Extraction of lithium from aqueous solutions of LiNTf₂ and LiCl salts was studied when using benzo-15-crown 5 ether (B15C5) as an extractant in the ionic liquid [C8mim][NTf₂]. It was shown that the system with LiNTf₂ has significant advantages over the systems with LiCl (including better extraction, lower transfer of the extractant into the aqueous phase, and no loss of ionic liquid), provided that the concentration of LiNTf₂ does not exceed 2 M.

LiNTf₂ complexes with B15C5 with different LiNTf2:B15C5 ratios were first isolated and characterized by PCA and IR spectroscopy, viz: [Li(B15C5)(H₂O)(NTf₂)] (I), [Li(B15C5)_1.5(H₂O)](NTf₂) (II), [Li(B15C5)₂(H₂O)](NTf₂) (III).

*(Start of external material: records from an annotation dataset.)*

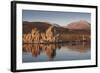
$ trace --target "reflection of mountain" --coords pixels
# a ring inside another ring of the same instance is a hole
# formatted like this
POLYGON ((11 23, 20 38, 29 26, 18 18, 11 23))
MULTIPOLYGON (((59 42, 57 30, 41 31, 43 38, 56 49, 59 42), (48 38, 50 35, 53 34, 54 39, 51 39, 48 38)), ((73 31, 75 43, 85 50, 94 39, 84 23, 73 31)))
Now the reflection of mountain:
MULTIPOLYGON (((57 50, 69 48, 69 50, 80 53, 87 52, 90 49, 89 42, 81 43, 59 43, 59 44, 23 44, 23 52, 31 53, 33 57, 38 57, 41 53, 45 53, 49 60, 53 60, 57 50)), ((63 53, 63 52, 62 52, 63 53)))
POLYGON ((25 21, 23 43, 90 41, 90 30, 87 29, 90 29, 90 24, 85 21, 71 23, 67 28, 48 22, 25 21))

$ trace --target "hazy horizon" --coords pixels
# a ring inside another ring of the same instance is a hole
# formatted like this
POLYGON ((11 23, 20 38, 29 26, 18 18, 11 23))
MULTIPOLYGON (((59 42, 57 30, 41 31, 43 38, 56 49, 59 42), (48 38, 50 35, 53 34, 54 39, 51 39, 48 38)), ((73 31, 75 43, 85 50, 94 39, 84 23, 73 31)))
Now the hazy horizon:
POLYGON ((23 10, 22 21, 29 22, 50 22, 66 26, 71 22, 84 20, 91 22, 90 13, 80 12, 58 12, 58 11, 39 11, 39 10, 23 10))

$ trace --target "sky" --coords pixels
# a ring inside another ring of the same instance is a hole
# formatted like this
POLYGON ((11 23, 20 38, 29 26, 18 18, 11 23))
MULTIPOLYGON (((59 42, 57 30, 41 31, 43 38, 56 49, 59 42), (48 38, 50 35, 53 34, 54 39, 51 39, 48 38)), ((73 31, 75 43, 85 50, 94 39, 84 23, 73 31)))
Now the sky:
POLYGON ((75 21, 88 21, 91 22, 90 13, 79 12, 58 12, 58 11, 39 11, 39 10, 23 10, 22 20, 29 22, 50 22, 66 26, 67 24, 75 21))

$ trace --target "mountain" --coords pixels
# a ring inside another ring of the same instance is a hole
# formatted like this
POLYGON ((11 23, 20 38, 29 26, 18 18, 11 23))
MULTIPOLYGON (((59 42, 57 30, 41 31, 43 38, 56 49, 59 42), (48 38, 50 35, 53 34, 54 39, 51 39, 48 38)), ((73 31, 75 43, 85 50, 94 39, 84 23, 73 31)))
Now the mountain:
POLYGON ((80 20, 68 24, 67 26, 65 26, 65 28, 73 30, 90 30, 91 26, 90 23, 88 23, 87 21, 80 20))
POLYGON ((23 22, 23 33, 29 33, 32 31, 32 29, 36 28, 37 30, 41 32, 45 32, 50 26, 53 26, 58 32, 64 32, 68 30, 67 28, 63 28, 58 24, 51 24, 48 22, 23 22))
POLYGON ((51 26, 50 23, 47 22, 23 22, 23 33, 29 33, 32 29, 37 28, 40 31, 45 31, 51 26))

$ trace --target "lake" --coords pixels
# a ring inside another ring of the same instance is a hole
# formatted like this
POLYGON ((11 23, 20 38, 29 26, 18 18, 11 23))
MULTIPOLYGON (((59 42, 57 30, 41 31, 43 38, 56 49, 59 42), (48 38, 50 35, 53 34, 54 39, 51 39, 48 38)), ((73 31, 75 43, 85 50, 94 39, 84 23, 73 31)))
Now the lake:
POLYGON ((23 44, 23 63, 87 59, 91 59, 90 42, 23 44))

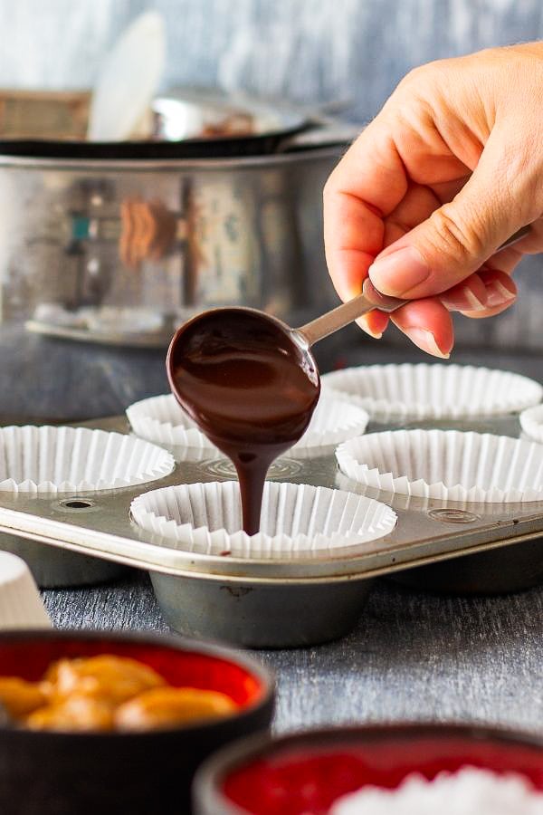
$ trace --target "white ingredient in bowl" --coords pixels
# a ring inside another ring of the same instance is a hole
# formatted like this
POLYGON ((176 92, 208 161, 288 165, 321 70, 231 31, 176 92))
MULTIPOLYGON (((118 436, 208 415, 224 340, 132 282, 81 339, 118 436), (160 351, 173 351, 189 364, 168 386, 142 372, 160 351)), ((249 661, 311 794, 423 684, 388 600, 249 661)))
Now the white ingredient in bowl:
POLYGON ((364 787, 336 801, 330 815, 542 815, 543 793, 524 776, 464 767, 433 781, 408 775, 395 790, 364 787))

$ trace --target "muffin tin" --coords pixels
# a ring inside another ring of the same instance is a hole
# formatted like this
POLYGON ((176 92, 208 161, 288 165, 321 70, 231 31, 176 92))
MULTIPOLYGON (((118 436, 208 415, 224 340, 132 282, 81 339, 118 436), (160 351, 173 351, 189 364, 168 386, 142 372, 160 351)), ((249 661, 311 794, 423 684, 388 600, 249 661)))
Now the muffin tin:
MULTIPOLYGON (((88 426, 129 432, 120 417, 88 426)), ((505 417, 498 432, 518 436, 518 418, 505 417)), ((173 452, 175 471, 153 487, 232 479, 224 459, 173 452)), ((323 550, 273 560, 204 554, 133 523, 130 503, 148 489, 136 485, 62 498, 2 494, 0 531, 50 544, 40 545, 43 562, 62 549, 146 570, 173 628, 255 647, 304 646, 345 634, 360 616, 372 579, 382 575, 429 590, 474 593, 513 591, 543 580, 538 541, 543 502, 465 504, 387 494, 346 478, 333 451, 280 459, 271 477, 376 498, 396 513, 398 523, 386 537, 333 554, 323 550)))

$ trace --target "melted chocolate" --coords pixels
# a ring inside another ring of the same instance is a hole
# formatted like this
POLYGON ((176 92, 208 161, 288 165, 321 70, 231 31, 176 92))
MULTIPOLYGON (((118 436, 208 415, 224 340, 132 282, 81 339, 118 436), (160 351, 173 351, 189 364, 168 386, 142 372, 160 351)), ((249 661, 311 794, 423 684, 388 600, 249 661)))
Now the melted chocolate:
POLYGON ((265 314, 215 309, 177 331, 167 365, 180 405, 233 462, 243 529, 254 534, 268 468, 301 437, 319 399, 312 356, 265 314))

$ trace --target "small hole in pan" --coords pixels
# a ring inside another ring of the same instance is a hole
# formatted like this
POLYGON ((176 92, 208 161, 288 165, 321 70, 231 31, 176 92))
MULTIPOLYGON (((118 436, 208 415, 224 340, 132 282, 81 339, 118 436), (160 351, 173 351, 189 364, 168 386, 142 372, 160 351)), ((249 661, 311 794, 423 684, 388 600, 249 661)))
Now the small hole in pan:
POLYGON ((69 509, 88 509, 90 506, 94 506, 94 503, 87 498, 66 498, 65 501, 60 501, 59 503, 69 509))
POLYGON ((481 515, 476 515, 475 513, 459 509, 445 509, 444 507, 430 510, 428 517, 433 521, 441 521, 443 523, 473 523, 475 521, 481 521, 481 515))

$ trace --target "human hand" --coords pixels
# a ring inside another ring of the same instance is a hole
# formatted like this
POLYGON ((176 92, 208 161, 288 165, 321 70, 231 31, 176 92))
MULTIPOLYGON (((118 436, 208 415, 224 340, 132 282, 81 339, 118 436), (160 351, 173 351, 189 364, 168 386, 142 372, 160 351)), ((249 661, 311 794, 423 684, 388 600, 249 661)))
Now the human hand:
POLYGON ((488 317, 510 306, 510 274, 543 251, 543 43, 495 48, 416 68, 330 175, 324 191, 329 273, 339 296, 413 300, 388 320, 419 348, 448 357, 450 312, 488 317), (499 247, 521 226, 529 235, 499 247))

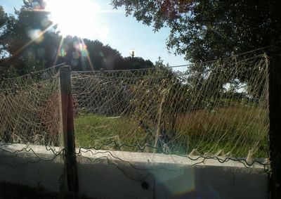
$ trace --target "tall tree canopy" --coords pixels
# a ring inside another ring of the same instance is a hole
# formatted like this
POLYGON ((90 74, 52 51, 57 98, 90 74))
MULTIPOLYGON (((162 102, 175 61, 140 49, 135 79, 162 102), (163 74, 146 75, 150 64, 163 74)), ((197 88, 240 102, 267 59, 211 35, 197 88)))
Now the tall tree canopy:
POLYGON ((200 62, 269 45, 281 46, 280 0, 112 0, 126 15, 171 28, 167 47, 200 62))
POLYGON ((44 10, 44 2, 23 1, 15 15, 8 15, 0 6, 0 67, 13 66, 8 70, 6 77, 64 62, 76 70, 153 66, 141 58, 124 58, 117 50, 98 40, 71 36, 63 38, 50 20, 49 13, 44 10))

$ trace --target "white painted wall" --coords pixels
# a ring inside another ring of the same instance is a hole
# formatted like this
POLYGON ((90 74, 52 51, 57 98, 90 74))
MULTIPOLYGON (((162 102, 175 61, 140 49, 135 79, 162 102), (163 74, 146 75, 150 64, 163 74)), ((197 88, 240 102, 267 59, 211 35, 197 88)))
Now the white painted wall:
MULTIPOLYGON (((40 185, 58 191, 63 170, 60 155, 52 161, 15 168, 6 165, 39 160, 33 153, 23 151, 20 155, 7 157, 8 154, 1 150, 13 152, 25 147, 21 144, 0 147, 0 181, 32 187, 40 185)), ((27 148, 32 148, 41 158, 53 157, 44 146, 27 148)), ((247 169, 237 162, 222 164, 213 160, 192 165, 195 162, 187 158, 144 153, 84 150, 81 154, 77 158, 81 195, 134 199, 268 198, 268 176, 259 165, 247 169)), ((202 161, 199 159, 197 162, 202 161)))

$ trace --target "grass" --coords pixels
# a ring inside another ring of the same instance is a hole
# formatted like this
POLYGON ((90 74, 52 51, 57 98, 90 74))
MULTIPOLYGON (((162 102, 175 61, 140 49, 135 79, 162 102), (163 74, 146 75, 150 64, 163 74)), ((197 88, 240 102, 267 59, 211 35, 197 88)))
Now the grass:
MULTIPOLYGON (((252 150, 255 157, 267 157, 266 114, 265 110, 249 105, 178 114, 176 132, 170 141, 170 153, 187 154, 196 148, 202 155, 221 151, 218 155, 230 153, 235 157, 247 157, 252 150)), ((145 132, 133 117, 84 115, 75 118, 74 124, 79 147, 98 148, 113 141, 119 145, 140 146, 153 145, 155 141, 155 135, 145 132)), ((138 151, 136 147, 117 148, 112 144, 103 149, 138 151)))

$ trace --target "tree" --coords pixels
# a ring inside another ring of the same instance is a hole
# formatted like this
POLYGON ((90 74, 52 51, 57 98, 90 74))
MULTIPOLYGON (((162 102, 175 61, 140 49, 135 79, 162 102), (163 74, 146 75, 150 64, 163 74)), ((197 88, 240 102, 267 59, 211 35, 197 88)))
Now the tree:
POLYGON ((171 28, 167 47, 202 62, 268 45, 281 46, 281 1, 112 0, 115 8, 152 25, 171 28))

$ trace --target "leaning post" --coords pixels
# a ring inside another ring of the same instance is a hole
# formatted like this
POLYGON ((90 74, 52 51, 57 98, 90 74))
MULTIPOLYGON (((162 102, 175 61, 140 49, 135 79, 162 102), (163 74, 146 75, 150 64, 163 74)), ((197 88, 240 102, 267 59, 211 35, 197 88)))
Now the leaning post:
POLYGON ((60 83, 65 148, 65 174, 69 195, 67 197, 75 198, 78 195, 79 184, 73 122, 71 68, 70 66, 63 66, 60 68, 60 83))
POLYGON ((269 58, 269 141, 271 172, 269 198, 281 195, 281 55, 280 50, 270 49, 269 58))

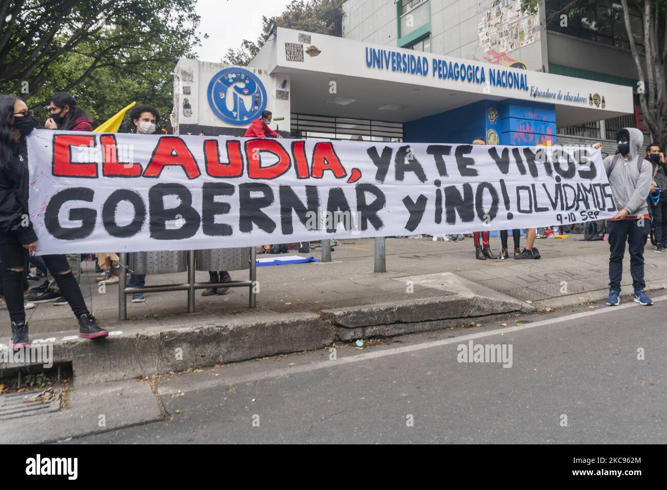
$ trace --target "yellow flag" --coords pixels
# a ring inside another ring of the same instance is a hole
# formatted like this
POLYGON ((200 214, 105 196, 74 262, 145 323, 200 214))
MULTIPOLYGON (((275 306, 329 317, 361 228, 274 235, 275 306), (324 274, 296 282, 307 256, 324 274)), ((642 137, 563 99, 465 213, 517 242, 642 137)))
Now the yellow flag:
POLYGON ((121 127, 121 123, 123 122, 123 118, 125 117, 125 113, 127 112, 129 109, 136 104, 136 102, 133 102, 131 104, 128 105, 125 109, 119 111, 116 113, 116 115, 113 117, 108 119, 106 122, 102 123, 101 125, 97 126, 95 129, 93 130, 93 133, 117 133, 118 128, 121 127))

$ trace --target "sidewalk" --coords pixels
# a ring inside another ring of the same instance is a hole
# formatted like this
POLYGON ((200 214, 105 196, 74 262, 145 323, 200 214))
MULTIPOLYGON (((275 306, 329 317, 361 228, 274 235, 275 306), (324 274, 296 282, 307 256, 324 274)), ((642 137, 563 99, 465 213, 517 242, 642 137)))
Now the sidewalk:
MULTIPOLYGON (((75 366, 79 379, 82 369, 87 369, 94 382, 110 381, 173 369, 173 347, 178 346, 183 350, 183 345, 188 346, 196 357, 188 360, 187 367, 212 365, 209 363, 315 349, 336 339, 459 326, 489 315, 606 297, 608 245, 581 238, 538 240, 539 261, 485 261, 475 259, 472 239, 462 243, 388 239, 388 272, 383 274, 372 271, 372 239, 348 240, 336 247, 329 263, 258 267, 256 309, 247 307, 245 288, 205 297, 197 291, 193 314, 185 313, 185 291, 155 293, 147 294, 144 303, 132 303, 128 298, 127 321, 117 319, 117 285, 99 293, 94 263, 84 262, 81 287, 86 301, 114 334, 106 341, 113 346, 108 353, 109 373, 101 377, 99 369, 91 371, 90 357, 97 357, 99 346, 66 338, 75 338, 77 333, 68 306, 43 303, 26 313, 33 342, 61 343, 63 359, 89 359, 79 372, 75 366), (119 353, 122 349, 134 352, 119 353), (132 357, 131 367, 123 367, 125 361, 121 359, 116 365, 114 356, 119 355, 132 357)), ((500 253, 500 239, 492 239, 492 248, 500 253)), ((667 287, 667 254, 652 250, 649 245, 645 254, 647 289, 667 287)), ((310 255, 319 259, 319 249, 310 255)), ((627 255, 624 269, 624 293, 628 294, 632 286, 625 285, 632 281, 627 255)), ((231 275, 233 279, 247 278, 245 271, 231 275)), ((197 280, 207 281, 207 273, 198 272, 197 280)), ((185 273, 147 277, 149 285, 185 281, 185 273)), ((8 343, 9 323, 7 311, 0 311, 0 324, 5 325, 0 343, 8 343)), ((95 363, 104 364, 99 359, 95 363)))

Based on the extraction data and IR spectroscopic investigation of the extraction systems, it was found that the extraction of LiNTf₂ by the B15C5-[C8mim][NTf₂] system extracts the complex of composition (I)-[Li(B15C5)(H₂O)(NTf₂)]. When lithium is extracted from LiCl aqueous solution, an anhydrous complex composition-[Li(B15C5)(NTf₂)] is primarily formed.